Setting up a Wholly Owned Subsidiary (WOS) in India provides foreign companies with substantial strategic control and access to one of the world’s fastest-growing markets. However, this opportunity comes with a comprehensive set of compliance responsibilities that begin at incorporation and extend throughout the lifecycle of the entity.

A WOS must strictly adhere to the regulatory frameworks laid out under the Companies Act, 2013, the Foreign Exchange Management Act (FEMA), the Income Tax Act, and other applicable Indian laws. Timely submission of statutory filings, tax returns, and disclosures is critical not only for legal conformity but also for operational stability.

Failure to comply with these obligations can attract penalties, interest, and legal action, underscoring the importance of a well-structured compliance management system. To reduce exposure to risk and ensure seamless operations, companies are strongly advised to engage experienced professionals for compliance support.

Maintaining full regulatory compliance enables a WOS to operate confidently, build investor trust, and establish a strong, sustainable presence in the Indian business environment.

Frequently Asked Questions (FAQs)

Q1. What is a Wholly Owned Subsidiary (WOS) in India?
A Wholly Owned Subsidiary is a company incorporated in India in which 100% of the share capital is held by a foreign parent company, giving it full control over Indian operations.

Q2. What are the key compliance requirements for a WOS under the Companies Act, 2013?
WOS must appoint directors, file annual returns (Form MGT-7), financial statements (Form AOC-4), maintain statutory registers, and undergo statutory audits.

Q3. Is it mandatory for WOS to file Form FC-GPR?
Yes. A WOS must file Form FC-GPR with the Reserve Bank of India within 30 days of issuing shares against foreign investment.

Q4. What is the FLA Return and who needs to file it?
The FLA (Foreign Liabilities and Assets) Return must be filed annually by WOS that have received FDI in previous years. The deadline is typically 15th July every year.

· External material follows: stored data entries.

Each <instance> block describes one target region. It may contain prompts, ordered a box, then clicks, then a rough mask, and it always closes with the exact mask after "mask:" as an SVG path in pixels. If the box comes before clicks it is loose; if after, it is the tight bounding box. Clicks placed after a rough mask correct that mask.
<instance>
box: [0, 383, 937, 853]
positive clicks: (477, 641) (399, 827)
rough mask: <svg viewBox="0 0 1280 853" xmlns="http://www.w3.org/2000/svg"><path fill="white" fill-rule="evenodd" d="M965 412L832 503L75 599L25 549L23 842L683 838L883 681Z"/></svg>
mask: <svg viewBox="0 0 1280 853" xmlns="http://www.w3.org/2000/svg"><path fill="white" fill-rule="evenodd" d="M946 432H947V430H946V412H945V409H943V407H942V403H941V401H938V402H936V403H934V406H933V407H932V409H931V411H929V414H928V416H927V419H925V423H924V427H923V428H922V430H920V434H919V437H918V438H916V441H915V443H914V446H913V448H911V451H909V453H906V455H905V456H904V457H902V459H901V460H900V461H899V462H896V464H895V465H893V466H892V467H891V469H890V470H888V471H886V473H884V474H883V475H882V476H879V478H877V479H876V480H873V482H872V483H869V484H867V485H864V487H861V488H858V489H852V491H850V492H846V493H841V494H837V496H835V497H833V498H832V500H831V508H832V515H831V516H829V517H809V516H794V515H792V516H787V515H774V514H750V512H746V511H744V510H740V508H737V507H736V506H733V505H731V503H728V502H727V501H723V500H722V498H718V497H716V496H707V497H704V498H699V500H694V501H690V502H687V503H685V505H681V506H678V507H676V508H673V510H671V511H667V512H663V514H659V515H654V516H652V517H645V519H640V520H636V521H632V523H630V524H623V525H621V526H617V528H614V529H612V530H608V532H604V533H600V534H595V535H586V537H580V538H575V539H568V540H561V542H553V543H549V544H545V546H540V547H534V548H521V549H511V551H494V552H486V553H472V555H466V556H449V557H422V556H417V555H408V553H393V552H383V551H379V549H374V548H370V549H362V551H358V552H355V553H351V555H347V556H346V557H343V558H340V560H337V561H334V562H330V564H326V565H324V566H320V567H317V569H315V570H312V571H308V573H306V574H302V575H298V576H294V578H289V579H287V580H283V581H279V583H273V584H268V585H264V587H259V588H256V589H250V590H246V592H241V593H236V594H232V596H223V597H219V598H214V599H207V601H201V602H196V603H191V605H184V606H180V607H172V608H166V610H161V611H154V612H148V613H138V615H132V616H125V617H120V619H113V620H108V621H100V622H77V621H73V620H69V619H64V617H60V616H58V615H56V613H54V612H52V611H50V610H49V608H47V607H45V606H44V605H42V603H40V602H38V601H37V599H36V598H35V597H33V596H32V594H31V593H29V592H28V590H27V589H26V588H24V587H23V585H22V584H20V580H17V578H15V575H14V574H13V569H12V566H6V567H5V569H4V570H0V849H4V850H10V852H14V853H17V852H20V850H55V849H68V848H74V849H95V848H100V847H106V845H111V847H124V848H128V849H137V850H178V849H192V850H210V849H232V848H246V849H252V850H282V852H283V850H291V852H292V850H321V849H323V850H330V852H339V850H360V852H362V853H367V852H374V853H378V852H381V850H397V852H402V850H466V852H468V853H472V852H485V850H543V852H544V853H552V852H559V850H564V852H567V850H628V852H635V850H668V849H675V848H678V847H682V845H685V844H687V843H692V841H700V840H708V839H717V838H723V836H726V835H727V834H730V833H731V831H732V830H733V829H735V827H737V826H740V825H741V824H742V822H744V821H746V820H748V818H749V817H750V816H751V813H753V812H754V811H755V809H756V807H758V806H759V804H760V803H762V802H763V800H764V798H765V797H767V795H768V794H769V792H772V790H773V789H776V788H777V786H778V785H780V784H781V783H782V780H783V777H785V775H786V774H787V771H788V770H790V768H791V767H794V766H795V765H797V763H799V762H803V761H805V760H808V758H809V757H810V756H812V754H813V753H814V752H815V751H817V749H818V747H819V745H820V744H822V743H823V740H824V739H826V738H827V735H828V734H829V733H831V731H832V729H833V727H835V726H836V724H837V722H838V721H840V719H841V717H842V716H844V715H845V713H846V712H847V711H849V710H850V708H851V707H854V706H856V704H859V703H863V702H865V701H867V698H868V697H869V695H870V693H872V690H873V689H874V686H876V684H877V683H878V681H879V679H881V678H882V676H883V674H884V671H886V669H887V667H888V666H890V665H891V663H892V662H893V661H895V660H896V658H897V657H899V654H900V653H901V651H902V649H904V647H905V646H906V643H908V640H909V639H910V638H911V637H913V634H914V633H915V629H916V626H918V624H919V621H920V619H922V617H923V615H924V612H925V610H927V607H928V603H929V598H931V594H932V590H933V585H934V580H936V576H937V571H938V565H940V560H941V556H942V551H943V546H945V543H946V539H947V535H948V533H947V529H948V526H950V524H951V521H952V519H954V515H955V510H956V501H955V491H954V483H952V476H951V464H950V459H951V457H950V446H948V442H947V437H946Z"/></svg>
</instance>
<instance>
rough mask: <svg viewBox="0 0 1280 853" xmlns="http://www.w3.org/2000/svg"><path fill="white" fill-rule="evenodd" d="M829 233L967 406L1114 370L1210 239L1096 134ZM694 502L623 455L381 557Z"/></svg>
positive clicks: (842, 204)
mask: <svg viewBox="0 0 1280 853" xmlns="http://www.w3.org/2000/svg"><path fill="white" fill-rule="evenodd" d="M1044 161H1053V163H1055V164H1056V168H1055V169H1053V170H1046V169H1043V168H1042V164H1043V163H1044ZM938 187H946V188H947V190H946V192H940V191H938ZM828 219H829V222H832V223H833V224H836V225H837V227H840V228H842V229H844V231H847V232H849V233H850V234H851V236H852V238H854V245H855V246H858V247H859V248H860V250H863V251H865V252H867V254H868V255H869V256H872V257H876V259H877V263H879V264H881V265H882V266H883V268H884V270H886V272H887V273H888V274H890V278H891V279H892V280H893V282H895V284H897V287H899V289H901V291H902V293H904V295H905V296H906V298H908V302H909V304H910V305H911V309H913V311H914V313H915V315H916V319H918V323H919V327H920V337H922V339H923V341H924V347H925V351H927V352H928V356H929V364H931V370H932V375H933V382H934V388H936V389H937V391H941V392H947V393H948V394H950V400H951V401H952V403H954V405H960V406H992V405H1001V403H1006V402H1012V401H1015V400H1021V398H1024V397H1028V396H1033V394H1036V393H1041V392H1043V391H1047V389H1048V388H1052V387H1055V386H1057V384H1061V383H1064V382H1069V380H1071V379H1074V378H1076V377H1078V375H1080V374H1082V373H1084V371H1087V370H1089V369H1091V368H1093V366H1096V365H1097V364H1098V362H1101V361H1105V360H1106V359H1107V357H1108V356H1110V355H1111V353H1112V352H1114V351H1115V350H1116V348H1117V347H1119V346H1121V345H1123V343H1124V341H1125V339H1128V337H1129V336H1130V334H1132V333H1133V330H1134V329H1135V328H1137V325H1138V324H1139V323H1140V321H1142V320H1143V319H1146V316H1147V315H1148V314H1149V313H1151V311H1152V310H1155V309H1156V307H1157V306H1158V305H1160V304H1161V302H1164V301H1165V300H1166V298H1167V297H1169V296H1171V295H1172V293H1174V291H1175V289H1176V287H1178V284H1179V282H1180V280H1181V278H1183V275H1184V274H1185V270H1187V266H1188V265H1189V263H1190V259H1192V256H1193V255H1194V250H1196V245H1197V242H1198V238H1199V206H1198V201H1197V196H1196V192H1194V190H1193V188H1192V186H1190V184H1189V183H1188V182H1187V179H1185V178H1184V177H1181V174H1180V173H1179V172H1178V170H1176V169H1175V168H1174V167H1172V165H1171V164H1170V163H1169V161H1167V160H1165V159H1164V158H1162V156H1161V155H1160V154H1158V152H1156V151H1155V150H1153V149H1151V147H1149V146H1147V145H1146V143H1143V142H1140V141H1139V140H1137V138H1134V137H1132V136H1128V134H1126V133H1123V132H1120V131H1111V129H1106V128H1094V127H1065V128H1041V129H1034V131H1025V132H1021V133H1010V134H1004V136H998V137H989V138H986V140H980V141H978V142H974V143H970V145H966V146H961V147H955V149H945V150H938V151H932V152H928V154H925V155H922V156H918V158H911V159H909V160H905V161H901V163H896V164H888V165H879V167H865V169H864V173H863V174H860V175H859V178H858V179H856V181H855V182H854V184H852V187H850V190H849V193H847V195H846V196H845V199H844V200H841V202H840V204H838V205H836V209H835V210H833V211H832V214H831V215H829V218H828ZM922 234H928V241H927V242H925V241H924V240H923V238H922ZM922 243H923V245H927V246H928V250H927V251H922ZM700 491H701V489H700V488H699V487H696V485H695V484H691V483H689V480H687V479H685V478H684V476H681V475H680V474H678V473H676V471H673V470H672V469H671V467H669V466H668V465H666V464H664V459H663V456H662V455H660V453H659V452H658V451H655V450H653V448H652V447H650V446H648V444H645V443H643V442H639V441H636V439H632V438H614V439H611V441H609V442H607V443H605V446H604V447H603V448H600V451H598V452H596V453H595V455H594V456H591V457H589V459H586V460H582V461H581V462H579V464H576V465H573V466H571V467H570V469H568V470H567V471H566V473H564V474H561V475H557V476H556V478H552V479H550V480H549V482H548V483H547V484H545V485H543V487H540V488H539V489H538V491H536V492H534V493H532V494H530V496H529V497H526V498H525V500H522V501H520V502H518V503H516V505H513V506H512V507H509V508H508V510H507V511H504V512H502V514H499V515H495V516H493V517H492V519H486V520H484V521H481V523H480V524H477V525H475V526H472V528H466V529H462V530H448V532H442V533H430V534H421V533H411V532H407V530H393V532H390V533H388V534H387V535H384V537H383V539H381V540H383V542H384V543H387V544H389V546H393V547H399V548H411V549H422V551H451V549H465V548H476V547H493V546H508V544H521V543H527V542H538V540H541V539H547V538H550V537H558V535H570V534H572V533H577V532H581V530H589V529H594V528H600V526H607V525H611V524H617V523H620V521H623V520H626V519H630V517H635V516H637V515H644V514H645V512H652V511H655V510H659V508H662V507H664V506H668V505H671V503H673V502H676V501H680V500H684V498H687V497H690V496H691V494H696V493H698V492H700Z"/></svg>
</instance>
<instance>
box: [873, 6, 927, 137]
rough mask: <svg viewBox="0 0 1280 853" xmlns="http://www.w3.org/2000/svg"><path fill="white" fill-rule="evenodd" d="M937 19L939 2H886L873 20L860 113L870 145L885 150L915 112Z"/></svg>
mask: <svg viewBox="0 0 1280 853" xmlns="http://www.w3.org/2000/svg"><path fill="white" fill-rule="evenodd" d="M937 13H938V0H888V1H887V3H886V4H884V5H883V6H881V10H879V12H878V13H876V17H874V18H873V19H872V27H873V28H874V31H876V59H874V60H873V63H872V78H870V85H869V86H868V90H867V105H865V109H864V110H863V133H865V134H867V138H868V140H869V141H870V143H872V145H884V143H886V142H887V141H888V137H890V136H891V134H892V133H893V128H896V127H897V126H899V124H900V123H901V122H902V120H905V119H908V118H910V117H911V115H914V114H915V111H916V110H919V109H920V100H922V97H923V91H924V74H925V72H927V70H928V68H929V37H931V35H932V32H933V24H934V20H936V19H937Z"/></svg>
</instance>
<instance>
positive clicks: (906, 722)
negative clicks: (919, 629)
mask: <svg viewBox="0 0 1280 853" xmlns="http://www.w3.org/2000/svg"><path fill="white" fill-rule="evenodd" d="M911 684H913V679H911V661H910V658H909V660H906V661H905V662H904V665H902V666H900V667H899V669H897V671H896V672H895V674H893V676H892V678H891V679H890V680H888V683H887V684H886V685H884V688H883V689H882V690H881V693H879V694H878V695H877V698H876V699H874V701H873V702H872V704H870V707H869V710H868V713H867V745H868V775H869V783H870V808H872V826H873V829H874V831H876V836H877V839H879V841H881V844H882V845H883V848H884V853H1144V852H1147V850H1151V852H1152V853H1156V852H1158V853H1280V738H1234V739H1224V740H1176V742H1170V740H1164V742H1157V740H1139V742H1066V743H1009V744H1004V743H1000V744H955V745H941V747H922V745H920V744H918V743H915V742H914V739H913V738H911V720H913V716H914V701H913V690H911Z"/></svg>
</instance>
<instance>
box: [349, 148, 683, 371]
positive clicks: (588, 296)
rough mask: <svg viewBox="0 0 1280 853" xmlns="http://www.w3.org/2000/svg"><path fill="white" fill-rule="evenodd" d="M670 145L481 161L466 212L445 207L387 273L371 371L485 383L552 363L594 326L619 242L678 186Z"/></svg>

Q5. Is GST registration mandatory for WOS?
Yes, if the WOS crosses the prescribed turnover threshold, GST registration is mandatory along with filing periodic GST returns.

Q6. Are there sector-specific compliances for WOS in regulated industries?
Absolutely. Sectors like banking, telecom, and insurance require additional licenses and adherence to specific regulatory frameworks alongside general company law compliance.